За долгие годы заключения Страуд прочел множество ненужных книг, у него появилась масса ненужных познаний, куча ненужных сведений. Все это беспорядочно, балластом накапливалось у него в памяти. Так, например, он назубок знал историю права. Во время разговора с надзирателем ему вспомнился один закон, и он решил непременно его обы­грать. Дело в том, что территория этого штата некогда при­надлежала Франции. Законы для жителей этой территории были учреждены известным парижским договором. Поло­жения договора безусловно обязана была принять любая страна, в чье владение входил штат.

Страуд быстро нацарапал что-то на листе бумаги и стал ждать Геру. Он убеждал себя, что волнуется перед пред­стоящей встречей. На самом же деле никакого волнения не было. Было просто нетерпение. Если бы Гера пришла в дру­гой раз, у него бы непременно от волнения колотилось серд­це. Но сейчас им владел один лишь неистовый азарт. Гера для него сейчас была орудием, с помощью которого он дол­жен был одурачить короля и расстроить его планы, пока что Страуду не до конца ясные. Ничто сейчас для него не имело значения — ни Гера, ни даже весьма конкретная угроза быть переведенным в другую тюрьму, что лишило бы его возможности работать. Важно было одно — одолеть короля, вслепую помешать ему. Самым главным сейчас была эта абстрактная победа. Его глаза блестели от предвкушения близкой игры, руки лихорадочно дрожали, и от напряженности перехваты­вало дыхание.

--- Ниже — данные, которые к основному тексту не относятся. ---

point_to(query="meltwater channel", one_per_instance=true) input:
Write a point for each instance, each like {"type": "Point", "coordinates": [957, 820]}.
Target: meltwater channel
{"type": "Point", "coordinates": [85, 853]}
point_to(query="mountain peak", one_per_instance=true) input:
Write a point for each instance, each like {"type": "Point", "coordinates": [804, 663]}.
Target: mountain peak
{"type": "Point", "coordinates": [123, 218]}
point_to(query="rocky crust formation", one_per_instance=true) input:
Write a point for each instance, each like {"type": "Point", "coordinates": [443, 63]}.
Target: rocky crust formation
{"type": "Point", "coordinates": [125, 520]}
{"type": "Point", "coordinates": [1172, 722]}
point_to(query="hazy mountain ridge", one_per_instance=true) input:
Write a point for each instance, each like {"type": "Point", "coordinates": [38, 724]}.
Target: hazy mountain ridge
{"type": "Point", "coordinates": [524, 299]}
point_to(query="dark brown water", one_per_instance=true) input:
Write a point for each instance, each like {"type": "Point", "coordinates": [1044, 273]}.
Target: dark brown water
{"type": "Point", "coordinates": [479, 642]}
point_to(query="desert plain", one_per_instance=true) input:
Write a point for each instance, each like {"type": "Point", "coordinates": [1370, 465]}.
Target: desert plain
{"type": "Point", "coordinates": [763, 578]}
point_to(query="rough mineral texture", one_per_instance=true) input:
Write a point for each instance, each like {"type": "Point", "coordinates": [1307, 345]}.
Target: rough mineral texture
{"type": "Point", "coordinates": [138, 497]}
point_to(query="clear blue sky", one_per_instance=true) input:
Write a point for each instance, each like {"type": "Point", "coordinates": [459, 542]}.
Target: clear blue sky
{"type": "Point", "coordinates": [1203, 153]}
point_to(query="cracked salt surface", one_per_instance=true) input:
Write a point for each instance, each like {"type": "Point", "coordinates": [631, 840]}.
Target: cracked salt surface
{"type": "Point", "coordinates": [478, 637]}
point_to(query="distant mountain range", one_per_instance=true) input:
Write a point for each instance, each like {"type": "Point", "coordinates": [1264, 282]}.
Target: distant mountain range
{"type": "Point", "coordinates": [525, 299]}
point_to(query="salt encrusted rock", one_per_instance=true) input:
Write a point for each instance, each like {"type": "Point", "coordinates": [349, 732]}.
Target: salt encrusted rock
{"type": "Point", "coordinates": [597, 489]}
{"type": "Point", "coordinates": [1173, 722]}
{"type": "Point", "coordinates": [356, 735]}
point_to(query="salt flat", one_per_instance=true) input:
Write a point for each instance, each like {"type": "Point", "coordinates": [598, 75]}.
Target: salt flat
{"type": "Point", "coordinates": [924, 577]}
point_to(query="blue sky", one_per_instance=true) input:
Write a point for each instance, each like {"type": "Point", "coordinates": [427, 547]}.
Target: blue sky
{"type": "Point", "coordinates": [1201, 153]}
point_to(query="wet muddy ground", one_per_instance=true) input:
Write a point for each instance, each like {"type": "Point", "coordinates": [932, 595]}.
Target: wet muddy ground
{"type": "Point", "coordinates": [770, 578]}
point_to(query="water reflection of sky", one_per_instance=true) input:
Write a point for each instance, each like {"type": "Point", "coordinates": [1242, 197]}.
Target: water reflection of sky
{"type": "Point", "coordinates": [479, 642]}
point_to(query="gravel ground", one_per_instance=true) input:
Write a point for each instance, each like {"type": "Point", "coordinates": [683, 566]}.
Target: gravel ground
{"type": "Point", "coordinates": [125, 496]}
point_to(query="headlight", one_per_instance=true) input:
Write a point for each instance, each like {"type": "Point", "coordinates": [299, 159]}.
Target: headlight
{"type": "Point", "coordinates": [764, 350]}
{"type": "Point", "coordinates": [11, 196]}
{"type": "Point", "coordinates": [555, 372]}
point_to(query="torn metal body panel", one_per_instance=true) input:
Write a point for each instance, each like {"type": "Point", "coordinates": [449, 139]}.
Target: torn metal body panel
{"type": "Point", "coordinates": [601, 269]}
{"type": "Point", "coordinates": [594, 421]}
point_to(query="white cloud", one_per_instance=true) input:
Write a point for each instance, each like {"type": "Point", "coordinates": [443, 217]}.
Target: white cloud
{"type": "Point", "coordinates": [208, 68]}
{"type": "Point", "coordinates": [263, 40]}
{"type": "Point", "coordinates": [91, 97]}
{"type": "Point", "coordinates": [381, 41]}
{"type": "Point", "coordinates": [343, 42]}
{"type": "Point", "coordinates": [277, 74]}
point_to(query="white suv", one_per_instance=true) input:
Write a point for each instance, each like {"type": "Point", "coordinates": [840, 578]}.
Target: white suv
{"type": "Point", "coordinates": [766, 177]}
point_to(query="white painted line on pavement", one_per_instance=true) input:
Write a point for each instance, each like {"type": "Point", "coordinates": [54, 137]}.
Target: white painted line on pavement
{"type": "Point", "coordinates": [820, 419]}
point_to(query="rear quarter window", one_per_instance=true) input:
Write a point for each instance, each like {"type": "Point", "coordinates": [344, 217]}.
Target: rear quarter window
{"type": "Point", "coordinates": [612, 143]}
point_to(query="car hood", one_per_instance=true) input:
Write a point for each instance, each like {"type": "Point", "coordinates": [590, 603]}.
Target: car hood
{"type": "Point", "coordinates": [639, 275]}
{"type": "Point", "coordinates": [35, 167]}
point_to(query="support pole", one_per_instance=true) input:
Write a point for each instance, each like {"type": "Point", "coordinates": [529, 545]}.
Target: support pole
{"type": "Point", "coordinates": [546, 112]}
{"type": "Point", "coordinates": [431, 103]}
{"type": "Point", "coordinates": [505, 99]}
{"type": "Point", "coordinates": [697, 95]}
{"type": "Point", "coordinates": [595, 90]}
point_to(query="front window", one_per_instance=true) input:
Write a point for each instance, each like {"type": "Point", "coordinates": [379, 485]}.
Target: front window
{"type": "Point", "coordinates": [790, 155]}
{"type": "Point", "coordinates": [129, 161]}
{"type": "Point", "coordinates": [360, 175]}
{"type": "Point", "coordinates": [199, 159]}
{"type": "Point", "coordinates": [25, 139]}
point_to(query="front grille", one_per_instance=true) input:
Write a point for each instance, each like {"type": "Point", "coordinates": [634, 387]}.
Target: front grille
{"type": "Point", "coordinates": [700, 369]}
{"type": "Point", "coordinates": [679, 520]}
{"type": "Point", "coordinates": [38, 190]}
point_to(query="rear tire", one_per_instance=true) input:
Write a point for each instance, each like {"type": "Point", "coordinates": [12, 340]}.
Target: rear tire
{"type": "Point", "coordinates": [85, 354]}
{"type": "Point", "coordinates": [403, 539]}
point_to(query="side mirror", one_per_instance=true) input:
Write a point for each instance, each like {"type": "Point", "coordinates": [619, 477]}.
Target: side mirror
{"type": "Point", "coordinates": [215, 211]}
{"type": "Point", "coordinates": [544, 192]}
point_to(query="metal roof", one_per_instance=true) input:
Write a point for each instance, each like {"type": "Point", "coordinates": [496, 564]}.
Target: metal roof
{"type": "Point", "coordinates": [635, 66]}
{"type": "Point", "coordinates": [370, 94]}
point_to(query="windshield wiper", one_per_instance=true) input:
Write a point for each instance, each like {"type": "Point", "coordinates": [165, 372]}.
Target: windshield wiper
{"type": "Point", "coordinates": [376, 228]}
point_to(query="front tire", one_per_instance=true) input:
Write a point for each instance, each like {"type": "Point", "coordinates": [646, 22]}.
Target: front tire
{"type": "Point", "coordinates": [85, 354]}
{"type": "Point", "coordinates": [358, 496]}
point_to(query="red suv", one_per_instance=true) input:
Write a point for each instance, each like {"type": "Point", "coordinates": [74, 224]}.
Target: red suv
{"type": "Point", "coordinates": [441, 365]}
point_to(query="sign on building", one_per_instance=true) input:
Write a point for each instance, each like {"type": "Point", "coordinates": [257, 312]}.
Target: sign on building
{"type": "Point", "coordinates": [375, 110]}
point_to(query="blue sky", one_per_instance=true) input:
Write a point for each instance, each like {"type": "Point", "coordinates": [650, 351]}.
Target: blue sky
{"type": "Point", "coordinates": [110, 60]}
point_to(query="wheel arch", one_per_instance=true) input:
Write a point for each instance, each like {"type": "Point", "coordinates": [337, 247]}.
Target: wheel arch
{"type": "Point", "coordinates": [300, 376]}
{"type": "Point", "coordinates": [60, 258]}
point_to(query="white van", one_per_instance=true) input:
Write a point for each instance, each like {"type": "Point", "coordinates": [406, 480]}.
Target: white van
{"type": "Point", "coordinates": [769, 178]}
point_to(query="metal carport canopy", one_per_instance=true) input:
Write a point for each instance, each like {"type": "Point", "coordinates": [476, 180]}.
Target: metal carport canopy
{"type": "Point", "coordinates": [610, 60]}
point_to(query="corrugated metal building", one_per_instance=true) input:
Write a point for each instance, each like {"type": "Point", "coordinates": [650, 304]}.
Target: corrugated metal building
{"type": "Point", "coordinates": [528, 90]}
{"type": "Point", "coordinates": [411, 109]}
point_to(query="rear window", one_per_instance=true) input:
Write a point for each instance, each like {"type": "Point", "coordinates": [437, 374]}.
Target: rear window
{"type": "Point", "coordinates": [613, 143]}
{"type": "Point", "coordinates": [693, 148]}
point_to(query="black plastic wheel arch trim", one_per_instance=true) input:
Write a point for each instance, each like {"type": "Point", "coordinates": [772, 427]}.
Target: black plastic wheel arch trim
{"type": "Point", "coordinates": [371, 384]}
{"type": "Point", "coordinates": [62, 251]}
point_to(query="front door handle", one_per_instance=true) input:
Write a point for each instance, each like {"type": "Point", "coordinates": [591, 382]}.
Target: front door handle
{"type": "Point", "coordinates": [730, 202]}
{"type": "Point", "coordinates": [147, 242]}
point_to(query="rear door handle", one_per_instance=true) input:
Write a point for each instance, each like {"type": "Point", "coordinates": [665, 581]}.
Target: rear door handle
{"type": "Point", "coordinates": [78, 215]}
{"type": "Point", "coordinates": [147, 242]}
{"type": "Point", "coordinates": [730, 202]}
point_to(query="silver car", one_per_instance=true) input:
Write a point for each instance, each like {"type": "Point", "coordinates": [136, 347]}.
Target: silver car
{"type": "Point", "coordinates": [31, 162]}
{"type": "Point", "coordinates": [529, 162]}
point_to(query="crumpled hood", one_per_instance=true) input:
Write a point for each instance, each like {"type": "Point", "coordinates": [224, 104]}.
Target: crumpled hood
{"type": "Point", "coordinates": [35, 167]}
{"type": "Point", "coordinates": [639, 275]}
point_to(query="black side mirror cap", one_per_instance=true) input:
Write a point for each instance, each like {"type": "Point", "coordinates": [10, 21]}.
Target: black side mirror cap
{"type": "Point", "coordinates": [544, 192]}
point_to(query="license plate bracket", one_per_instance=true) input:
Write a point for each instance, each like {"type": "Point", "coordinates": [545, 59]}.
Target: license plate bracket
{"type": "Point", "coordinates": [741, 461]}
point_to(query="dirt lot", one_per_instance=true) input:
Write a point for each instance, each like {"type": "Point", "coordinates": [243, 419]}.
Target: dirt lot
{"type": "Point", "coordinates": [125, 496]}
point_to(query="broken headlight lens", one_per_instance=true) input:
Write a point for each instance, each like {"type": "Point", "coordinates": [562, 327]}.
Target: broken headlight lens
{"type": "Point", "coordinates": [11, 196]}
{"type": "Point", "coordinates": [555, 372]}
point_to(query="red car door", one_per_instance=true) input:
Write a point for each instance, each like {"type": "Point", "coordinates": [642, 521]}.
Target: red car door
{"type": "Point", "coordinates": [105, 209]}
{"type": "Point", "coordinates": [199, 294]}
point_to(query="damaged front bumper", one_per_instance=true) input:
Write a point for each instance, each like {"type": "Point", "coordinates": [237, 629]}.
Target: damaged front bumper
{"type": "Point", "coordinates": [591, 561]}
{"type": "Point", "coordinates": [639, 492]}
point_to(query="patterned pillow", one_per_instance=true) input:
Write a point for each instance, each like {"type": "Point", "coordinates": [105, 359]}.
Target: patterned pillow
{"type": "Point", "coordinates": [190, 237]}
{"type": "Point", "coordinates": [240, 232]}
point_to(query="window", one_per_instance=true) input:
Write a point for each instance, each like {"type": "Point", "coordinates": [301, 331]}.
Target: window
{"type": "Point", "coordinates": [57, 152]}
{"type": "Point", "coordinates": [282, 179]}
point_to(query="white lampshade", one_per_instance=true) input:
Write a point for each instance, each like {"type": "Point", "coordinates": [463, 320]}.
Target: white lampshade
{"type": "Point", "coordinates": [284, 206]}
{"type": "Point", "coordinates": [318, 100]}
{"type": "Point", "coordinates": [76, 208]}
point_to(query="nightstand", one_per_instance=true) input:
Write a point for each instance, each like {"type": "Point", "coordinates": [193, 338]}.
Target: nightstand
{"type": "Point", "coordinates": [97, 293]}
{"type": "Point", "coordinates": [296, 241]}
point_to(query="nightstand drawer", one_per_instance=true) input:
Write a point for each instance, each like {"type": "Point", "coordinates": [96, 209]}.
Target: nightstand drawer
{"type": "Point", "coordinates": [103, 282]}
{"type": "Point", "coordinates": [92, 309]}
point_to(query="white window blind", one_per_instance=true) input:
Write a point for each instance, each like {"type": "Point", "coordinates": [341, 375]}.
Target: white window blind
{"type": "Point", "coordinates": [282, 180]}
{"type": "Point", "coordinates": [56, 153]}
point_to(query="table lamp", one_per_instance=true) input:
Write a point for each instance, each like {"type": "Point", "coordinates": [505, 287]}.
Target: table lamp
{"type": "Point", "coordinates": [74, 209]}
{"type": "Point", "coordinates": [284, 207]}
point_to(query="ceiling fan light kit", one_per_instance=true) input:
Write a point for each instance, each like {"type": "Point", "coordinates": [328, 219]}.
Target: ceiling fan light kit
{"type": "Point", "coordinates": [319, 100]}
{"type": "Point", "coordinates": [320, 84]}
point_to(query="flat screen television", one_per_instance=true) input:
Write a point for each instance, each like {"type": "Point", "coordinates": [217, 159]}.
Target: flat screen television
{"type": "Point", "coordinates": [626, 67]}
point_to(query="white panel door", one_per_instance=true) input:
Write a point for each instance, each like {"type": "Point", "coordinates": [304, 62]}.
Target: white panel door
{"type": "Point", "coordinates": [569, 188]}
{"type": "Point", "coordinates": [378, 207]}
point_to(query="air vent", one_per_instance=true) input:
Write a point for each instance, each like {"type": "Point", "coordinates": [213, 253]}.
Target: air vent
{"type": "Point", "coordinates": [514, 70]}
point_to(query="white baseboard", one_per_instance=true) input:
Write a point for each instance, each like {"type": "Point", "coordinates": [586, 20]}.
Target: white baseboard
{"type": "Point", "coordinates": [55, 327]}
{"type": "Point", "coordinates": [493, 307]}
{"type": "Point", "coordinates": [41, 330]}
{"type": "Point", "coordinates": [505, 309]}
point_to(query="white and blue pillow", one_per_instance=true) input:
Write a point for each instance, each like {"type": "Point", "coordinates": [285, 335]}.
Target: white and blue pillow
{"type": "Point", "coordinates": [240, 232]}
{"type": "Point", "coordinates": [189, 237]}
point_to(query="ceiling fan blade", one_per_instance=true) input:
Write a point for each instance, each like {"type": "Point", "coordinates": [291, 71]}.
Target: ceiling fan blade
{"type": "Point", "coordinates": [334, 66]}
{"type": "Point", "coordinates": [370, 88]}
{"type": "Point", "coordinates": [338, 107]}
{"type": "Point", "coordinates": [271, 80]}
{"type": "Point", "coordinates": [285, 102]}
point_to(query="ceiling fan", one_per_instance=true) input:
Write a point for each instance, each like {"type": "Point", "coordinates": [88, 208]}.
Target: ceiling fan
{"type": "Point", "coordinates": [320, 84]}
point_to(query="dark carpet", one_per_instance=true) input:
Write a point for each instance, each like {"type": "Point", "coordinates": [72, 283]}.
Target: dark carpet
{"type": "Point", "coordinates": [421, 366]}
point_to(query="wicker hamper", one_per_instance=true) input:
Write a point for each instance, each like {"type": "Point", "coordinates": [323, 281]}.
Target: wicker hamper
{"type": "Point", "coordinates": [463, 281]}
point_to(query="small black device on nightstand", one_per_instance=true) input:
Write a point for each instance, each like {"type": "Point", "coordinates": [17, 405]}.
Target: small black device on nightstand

Неожиданно в камеру вошла и замерла на пороге — Гера. Казалось, она несколько даже подурнела от волнения. Ей хо­телось сказать сразу очень многое, но она только пробормота­ла:

— Прости меня.

— За что?..

— Я тогда действительно ждала тебя... в порту...

— А те десять минут... что я просил тебя...

— Ждала...

— Я в тот день был очень счастлив, Гера...

Гера не имела того блеска, что в тот вечер, она была в черном плаще, из-под которого виднелся домашний халат. Торопилась, верно. Волосы небрежно заколоты. И запаха духов не слышно. Сегодня она была обычной женщиной, та­кой реальной в этих мрачных и бесцветных стенах. Желан­ной и доступной.

— Когда я узнала, когда этот человек рассказал мне обо всем...— Гера ломала пальцы.— Все так усложнилось.,, так запуталось... И в то же время все стало до того ясно и про­сто, что, видишь, я могу вот так стоять перед тобой, могу, не стесняясь, сказать человеку, которого и получаса не виде­ла, — я тебя люблю...

— Гера, не надо... — испугался Страуд. — Если ты будешь продолжать, я пропал... Если скажешь хоть одно еще слово... я не смогу сопротивляться, не смогу не слушать тебя... Ведь я тридцать лет ждал этих слов...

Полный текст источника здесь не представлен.